Rapid detection of Mycobacterium tuberculosis in respiratory samples by transcription-reverse transcription concerted reaction with an automated system

Abstract

The aim of this study was to evaluate the performance of the transcription-reverse transcription concerted (TRC) method for the detection of Mycobacterium tuberculosis complex (MTC) 16S rRNA in clinical respiratory samples for the diagnosis of pulmonary tuberculosis. TRC is a novel method that enables the rapid and the completely homogeneous real-time monitoring of isothermal sequence RNA amplification without any postamplification procedure. The detection limit of the TRC method for MTC was one organism per 100 mul of sputum. The specificity of the method was confirmed by the absence of positive signals for sputum containing 10(6) M. avium or M. kansasii organisms per 100 microl. A total of 201 respiratory samples from patients diagnosed with or suspected of having tuberculosis were tested. Of the 72 MTC culture-positive samples, the TRC method was positive for 52 (sensitivity, 72.2%), whereas the Roche COBAS AMPLICOR PCR was positive for 58 (sensitivity, 80.6%). Both the TRC method and the COBAS AMPLICOR PCR showed no positive identification for any of the 129 culture-negative samples. The percent agreement between the two methods was 95% (191 of 201 samples). The high sensitivity and specificity together with shorter detection time (within 1 h) of the TRC method allow it to be proposed as a useful method for the rapid detection of MTC in respiratory samples.

FIG. 1.

Schematic description of the elementary steps of the TRC method. The progress of the reaction is monitored by measuring the fluorescence intensity of the reaction mixture. dsRNA, double-stranded RNA.

FIG. 2.

Primers and probes used in the TRC method designed for amplification and detection of MTC 16S rRNA (A) and internal control (B).

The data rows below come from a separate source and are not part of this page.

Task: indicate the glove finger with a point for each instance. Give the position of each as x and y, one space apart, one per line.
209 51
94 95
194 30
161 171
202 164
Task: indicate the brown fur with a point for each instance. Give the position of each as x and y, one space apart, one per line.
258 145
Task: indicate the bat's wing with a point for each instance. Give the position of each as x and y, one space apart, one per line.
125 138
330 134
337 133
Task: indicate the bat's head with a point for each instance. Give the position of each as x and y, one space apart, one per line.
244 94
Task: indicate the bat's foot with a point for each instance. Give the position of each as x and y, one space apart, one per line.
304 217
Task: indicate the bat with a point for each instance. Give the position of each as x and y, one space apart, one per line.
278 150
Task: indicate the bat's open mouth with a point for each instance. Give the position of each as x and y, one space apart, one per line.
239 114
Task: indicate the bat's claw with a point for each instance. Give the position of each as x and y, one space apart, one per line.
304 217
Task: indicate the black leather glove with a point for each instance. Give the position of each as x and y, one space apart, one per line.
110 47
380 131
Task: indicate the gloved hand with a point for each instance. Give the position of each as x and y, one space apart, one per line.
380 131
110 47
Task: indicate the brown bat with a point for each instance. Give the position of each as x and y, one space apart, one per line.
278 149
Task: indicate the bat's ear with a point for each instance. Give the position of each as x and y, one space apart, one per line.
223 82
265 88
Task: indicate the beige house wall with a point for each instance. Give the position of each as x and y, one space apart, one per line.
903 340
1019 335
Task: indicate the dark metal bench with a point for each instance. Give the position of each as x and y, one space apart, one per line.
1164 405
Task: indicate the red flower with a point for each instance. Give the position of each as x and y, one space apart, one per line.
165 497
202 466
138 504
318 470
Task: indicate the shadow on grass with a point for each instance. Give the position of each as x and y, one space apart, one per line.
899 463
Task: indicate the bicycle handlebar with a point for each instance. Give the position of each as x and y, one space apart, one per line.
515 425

Ex, excitation wavelength; Em, emission wavelength.

FIG. 3.

(A) Fluorescence monitoring of the TRC reaction of the MTC 16S rRNA calibrator. The initial copy numbers of the calibrator are indicated as follows: diamonds, 10⁵; circles, 10⁴; triangles, 10³; squares, 10²; crosses, 0. (B) Initial copy numbers of the calibrator on a logarithmic scale plotted against the time needed to reach the cutoff value of 1.2. Circles indicate the detection time at 520 nm, and diamonds indicate that at 610 nm. The average of the values obtained with triplicates of each sample is plotted.